In order for an age to be calculated by the 40Ar/39Ar technique, the J parameter must be known. For the J to be determined, a standard of known age must be irradiated with the samples of unknown age. Because this (primary) standard ultimately cannot be determined by 40Ar/39Ar, it must be first determined by another isotopic dating method. The method most commonly used to date the primary standard is the conventional K/Ar technique. The primary standard must be a mineral that is homogeneous, abundant and easily dated by the K/Ar and 40Ar/39Ar methods. Traditionally, this primary standard has been a hornblende from the McClure Mountains, Colorado (a.k.a. MMhb-1). Once an accurate and precise age is determined for the primary standard, other minerals can be dated relative to it by the 40Ar/39Ar method. These secondary minerals are often more convenient to date by the 40Ar/39Ar technique (e.g. sanidine). However, while it is often easy to determine the age of the primary standard by the K/Ar method, it is difficult for different dating laboratories to agree on the final age. Likewise, because of heterogeneity problems with the MMhb-1 sample, the K/Ar ages are not always reproducible. This imprecision (and inaccuracy) is transferred to the secondary minerals used daily by the 40Ar/39Ar technique. Fortunately, other techniques are available to re-evaluate and test the absolute ages of the standards used by the 40Ar/39Ar technique. Some of these include other isotopic dating techniques (e.g. U/Pb) and the astronomical polarity time scale (APTS).

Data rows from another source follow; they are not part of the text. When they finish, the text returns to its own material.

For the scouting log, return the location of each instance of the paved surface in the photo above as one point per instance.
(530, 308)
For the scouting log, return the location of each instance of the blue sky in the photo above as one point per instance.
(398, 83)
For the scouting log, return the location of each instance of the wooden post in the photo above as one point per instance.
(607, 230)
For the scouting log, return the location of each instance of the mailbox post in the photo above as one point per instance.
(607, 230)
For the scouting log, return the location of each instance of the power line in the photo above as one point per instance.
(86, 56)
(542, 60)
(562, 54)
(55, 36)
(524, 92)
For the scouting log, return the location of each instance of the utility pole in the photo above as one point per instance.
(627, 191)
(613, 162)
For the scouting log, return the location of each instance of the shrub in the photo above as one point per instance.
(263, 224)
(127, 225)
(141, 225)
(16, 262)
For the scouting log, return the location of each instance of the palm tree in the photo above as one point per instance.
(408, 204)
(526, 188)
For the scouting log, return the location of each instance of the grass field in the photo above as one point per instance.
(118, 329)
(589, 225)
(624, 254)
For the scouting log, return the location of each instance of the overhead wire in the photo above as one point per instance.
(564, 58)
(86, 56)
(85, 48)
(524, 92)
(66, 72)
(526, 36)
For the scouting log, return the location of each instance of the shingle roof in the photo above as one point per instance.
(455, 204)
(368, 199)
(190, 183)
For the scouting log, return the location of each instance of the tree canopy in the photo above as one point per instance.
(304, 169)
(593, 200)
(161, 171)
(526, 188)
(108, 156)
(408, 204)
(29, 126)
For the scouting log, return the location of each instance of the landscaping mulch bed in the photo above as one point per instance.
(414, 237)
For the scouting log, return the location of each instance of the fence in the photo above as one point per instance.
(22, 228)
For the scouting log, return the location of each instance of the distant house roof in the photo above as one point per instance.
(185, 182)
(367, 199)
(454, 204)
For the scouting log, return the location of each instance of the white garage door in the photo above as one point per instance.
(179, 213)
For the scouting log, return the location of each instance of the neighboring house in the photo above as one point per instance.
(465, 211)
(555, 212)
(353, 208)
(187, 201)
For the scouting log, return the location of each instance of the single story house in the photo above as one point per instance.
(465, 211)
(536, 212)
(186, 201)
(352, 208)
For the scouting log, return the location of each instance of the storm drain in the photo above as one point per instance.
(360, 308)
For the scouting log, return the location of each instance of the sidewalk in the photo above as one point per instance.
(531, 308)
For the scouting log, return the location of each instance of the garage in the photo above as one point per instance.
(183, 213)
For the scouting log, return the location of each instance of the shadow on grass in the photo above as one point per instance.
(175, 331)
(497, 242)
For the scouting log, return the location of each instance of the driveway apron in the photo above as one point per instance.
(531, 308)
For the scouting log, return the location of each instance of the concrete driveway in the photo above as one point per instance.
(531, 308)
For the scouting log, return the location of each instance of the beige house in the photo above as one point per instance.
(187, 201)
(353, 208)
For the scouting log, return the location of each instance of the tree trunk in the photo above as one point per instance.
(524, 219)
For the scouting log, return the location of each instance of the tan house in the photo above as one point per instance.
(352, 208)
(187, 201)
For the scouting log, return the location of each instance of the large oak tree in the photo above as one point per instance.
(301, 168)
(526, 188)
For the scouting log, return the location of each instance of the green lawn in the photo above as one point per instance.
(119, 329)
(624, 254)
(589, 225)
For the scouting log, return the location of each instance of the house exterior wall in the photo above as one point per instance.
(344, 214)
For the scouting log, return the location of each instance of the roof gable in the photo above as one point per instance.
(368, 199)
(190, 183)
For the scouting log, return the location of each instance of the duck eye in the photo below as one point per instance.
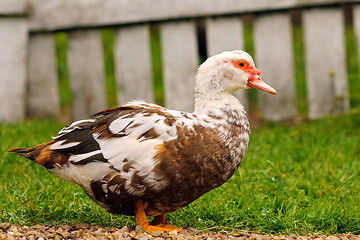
(241, 64)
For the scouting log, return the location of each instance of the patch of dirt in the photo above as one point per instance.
(86, 231)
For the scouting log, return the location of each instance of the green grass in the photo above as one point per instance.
(294, 180)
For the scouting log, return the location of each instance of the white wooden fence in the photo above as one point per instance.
(28, 77)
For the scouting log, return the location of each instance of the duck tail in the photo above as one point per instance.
(33, 153)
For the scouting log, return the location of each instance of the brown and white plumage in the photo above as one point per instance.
(144, 156)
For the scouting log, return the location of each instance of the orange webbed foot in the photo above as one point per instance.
(159, 223)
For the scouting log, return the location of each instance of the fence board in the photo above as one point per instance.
(64, 14)
(223, 34)
(273, 54)
(13, 47)
(356, 21)
(180, 60)
(325, 62)
(42, 92)
(85, 61)
(133, 65)
(14, 7)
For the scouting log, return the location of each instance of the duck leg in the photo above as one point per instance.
(159, 223)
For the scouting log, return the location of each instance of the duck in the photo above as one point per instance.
(142, 159)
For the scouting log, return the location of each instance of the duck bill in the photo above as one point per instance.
(260, 84)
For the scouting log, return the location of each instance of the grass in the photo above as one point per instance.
(294, 180)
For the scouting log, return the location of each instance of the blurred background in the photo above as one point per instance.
(67, 59)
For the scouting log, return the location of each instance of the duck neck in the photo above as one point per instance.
(214, 103)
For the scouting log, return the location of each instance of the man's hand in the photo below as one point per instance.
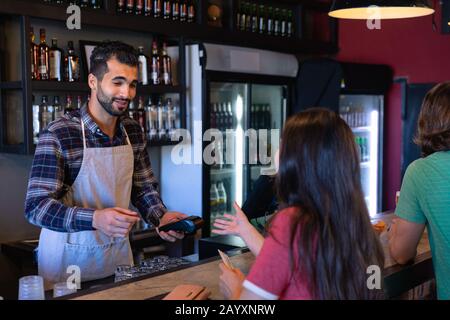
(114, 222)
(168, 217)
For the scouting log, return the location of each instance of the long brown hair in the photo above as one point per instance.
(433, 126)
(320, 174)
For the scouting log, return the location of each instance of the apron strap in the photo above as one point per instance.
(84, 136)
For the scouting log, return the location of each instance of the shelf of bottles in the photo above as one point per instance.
(156, 107)
(264, 19)
(175, 10)
(93, 4)
(359, 122)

Another issue affecting the ultimate precision and accuracy of the 40Ar/39Ar technique is the uncertainty in the decay constants for 40K. This uncertainty results from 1) the branched decay scheme of 40K and 2) the long half-life of 40K (1.25 billion years). As technology advances, it is likely that the decay constants used in the 40Ar/39Ar age equation will become continually more refined allowing much more accurate and precise ages to be determined.
Because the J value is extrapolated from a standard to an unknown, the accuracy and precision on that J value is critical. J value uncertainty can be minimized by constraining the geometry of the standard relative to the unknown, both vertically and horizontally. The NMGRL does this by irradiating samples in machined aluminum disks where standards and unknowns alternate every other position. J error can also be reduced by analyzing more flux monitor aliquots per standard location.
The affects of irradiation on potassium-bearing rocks/minerals can sometimes result in anomalously old apparent ages. This is caused by the net loss of 39ArK from the sample by recoil (the kinetic energy imparted on a 39ArK atom by the emission of a proton during the (n,p) reaction). Recoil is likely in every potassium-bearing sample, but only becomes a significant problem with very fine grained minerals (e.g. clays) and glass. For multi-phase samples such as basaltic wholerocks, 39ArK redistribution may be more of a problem than net 39ArK loss. In this case, 39Ar may recoil out of a low-temperature, high-potassium mineral (e.g. K-feldspar) into a high-temperature, low potassium mineral (e.g. pyroxene). Such a phenomenon would great affect the shape of the age spectrum.
- McDougall, I., and Harrison, T.M., 1999, Geochronology and thermochronology by the 40Ar/39Ar method: New York, Oxford University Press, xii, 269 p.